TARIM VE ORMAN BAKANLIĞI’NA SORULAR

Biz Akçakoca’daki bu konuyu TBMM nezdinde bakanlığa da taşıdık. Bu kesilen ağaçların yerine ne yapılacak? Bir imara açma durumu mu planlanıyor? Zira geçmişte böyle örnekler de mevcut. Kaçak ağaç kesimlerine bakanlık düzeyinde nasıl müdahaleler planlanıyor? Bu soruların cevabını bekliyoruz. Cevap alana kadar takip edeceğiz.

TİCARİ RANT UĞRUNA TÜM CANLILARIN YAŞAM ALANI YOK EDİLİYOR!

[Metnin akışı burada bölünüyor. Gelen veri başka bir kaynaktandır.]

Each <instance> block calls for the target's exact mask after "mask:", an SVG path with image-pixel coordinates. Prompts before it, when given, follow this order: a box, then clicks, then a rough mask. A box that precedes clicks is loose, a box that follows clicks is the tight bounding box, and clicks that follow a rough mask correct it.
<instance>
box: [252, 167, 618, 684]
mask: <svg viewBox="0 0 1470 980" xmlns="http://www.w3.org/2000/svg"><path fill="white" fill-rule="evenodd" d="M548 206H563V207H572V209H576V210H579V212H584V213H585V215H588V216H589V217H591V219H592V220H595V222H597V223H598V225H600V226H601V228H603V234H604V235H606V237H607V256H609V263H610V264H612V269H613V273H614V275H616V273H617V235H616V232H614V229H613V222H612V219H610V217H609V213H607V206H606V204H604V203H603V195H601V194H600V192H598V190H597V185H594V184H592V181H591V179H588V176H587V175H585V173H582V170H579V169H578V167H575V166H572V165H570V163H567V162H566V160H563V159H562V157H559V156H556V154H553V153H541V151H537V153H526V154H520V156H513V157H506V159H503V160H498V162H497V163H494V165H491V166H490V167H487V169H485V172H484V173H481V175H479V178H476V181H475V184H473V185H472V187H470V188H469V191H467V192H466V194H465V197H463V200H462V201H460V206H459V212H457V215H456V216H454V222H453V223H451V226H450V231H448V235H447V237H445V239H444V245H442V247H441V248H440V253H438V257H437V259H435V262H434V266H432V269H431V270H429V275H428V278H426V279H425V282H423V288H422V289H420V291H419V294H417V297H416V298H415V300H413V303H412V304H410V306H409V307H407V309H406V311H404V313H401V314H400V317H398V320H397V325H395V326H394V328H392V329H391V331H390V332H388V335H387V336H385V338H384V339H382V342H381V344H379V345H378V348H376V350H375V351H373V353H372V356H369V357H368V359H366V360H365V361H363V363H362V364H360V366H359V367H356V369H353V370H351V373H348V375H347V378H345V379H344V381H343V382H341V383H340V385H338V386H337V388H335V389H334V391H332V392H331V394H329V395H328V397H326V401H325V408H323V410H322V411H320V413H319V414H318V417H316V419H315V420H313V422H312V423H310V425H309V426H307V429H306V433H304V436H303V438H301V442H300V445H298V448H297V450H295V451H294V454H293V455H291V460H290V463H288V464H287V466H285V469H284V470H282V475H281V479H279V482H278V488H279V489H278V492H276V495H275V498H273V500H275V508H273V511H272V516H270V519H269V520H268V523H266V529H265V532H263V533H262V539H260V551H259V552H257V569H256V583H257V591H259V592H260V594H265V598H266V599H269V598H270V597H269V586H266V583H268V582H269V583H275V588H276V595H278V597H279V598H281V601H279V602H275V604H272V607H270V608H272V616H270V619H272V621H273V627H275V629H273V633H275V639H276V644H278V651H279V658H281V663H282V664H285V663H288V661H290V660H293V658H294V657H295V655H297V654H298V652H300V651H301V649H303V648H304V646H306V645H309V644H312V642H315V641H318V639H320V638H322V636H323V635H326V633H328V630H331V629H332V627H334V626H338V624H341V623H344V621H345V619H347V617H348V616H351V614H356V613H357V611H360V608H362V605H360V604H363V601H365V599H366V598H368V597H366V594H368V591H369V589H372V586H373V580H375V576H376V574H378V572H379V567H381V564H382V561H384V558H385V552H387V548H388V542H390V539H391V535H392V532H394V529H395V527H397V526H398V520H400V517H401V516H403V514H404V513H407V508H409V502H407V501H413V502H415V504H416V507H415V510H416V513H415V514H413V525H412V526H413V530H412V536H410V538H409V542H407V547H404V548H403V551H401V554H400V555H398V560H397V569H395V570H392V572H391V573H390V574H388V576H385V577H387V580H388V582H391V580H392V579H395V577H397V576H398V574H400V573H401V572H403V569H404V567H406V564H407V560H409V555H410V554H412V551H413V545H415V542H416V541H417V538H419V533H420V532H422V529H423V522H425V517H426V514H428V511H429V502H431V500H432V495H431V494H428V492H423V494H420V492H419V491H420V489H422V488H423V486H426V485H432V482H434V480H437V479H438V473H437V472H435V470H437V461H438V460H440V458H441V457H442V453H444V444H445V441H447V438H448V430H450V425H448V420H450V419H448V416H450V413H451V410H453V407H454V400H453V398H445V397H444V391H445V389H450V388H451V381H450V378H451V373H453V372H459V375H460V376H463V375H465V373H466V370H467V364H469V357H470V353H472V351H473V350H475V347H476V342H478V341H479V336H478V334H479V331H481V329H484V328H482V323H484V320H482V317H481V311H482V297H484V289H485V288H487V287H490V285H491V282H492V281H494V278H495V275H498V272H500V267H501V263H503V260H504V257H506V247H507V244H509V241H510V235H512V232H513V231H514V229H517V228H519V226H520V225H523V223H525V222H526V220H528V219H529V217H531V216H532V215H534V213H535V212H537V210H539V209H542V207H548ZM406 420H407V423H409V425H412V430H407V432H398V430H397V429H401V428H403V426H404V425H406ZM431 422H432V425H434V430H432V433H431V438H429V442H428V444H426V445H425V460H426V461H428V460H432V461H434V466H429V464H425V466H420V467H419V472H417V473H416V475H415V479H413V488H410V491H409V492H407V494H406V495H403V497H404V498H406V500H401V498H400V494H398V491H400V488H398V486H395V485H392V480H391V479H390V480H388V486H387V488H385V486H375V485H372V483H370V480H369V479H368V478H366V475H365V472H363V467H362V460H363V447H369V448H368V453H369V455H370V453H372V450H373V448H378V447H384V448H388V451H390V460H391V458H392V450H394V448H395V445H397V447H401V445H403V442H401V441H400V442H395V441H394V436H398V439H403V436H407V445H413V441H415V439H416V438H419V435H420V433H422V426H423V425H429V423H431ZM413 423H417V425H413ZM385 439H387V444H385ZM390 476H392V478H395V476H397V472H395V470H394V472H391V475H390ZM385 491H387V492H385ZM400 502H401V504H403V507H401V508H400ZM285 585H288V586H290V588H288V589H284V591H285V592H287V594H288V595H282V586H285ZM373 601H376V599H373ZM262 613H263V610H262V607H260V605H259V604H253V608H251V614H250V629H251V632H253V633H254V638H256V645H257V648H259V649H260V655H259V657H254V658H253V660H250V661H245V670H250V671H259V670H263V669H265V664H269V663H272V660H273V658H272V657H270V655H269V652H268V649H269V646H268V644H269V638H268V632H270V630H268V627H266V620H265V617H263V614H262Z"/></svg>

Verimli tarım arazileri, mesire alanları, yüzlerce yıllık zeytin ağaçları acele kamulaştırma ya da el koyma yöntemiyle yok ediliyor. Hak arayan vatandaşlar darp ediliyor. Hukuki süreçler beklenmeden gerçekleştirilen bu uygulamalar hukuk dışı ve keyfi. Küresel ısınma, su krizi ve iklim felaketleri kapımızdayken, mevcut karar vericilerin hâlâ doğayı yok edecek politikalar izlemesi kabul edilemez. Şehirlerimiz sadece betonla değil, doğayla, tarımla, kültürle yeniden yükselebilir. Biz havamıza, suyumuza, ağacımıza, kültürümüze sahip çıkmaya devam edeceğiz. Doğa bize emanettir ve biz bu emanete sonuna kadar sahip çıkacağız. Plansız, halkın iradesi yok sayılarak alınan hiçbir karara artık verecek ne bir karış toprağımız ne bir tek ağacımız kaldı!